I wanted to change my ways but I felt stuck. It was much easier easier to fill my time, and my diet, with procrastination and a lot of carbs. The minimal attempts made to switch things in my daily routine didn’t prevail.
I spent one week in January attempting to add one vegetable to my plate at lunch and dinner. Two days into this game plan, I found myself ordering takeout (lots of pasta and pizza). March was the month of committing to go to one networking event a week. Right before each one started, I found myself curled up on my couch instead. May was the month of ending my social media usage by 6pm every night. That didn’t last a night.
I decided that If I was going to welcome change into my life and tackle these to-do list items, I needed a little bit of willpower and a whole lot of a structure.

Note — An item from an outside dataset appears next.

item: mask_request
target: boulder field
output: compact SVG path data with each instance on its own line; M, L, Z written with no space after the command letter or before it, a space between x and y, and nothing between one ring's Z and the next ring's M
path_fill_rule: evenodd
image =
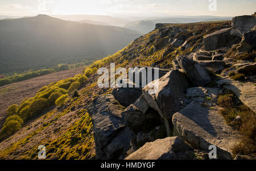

Set aside a chunk of time to work through the goal you want to accomplish. Block off your calendar so that you can turn away other obligations. Break down the change you want to make into actionable baby steps. Tackle a handful of those items on a weekly basis.
I selected one networking event a week in June. Taking small steps to commit days before the event was scheduled: I signed up in advance, sent myself a calendar invite, and emailed the host letting him or her know I looked forward to the event. When my mind told me to just go home and watch TV instead of going to the event, I replayed the steps I took to get prepared. It made the decision to go a lot easier.
Get your hands on resources to help you learn how to make that change. Research how to create a personalized action plan. Look for a mentor that can guide you on how to make progress on your goal. Read self-help books or biographies of people who were once in your shoes.
Every day in July, I read a blog post, listened to a podcast, or read a book written by a nutritionist to learn more about how to change my eating habits. I was able to pick up the basics of how much protein to have every day and what kinds of snacks will keep me awake and alert. After a few weeks of doing that, in order to get more help, I asked a friend, who recently switched to a plant-based diet, to be my accountability partner and my mentor.
Put what you learned into motion. Set up a trial period and document the progress you have made, the challenges you have faced, and the skills or tools you still need to learn. Allow yourself to make mistakes along the way. Celebrate milestones and moments of success.
August was the month I cut my social media usage by 75%. After making the commitment to spend less time on Facebook and researching tools that people have used in the past, I put a game plan into motion. Every time my hands were about to press a social media app, I set an alarm for five minutes. When the timer went off, It was time to log off. There were some days I pressed the snooze button on my social media alarm. When that happened, I made myself recall three beneficial things I took away from my time on social media. When there were no takeaways, I used that as a reminder to stay on track.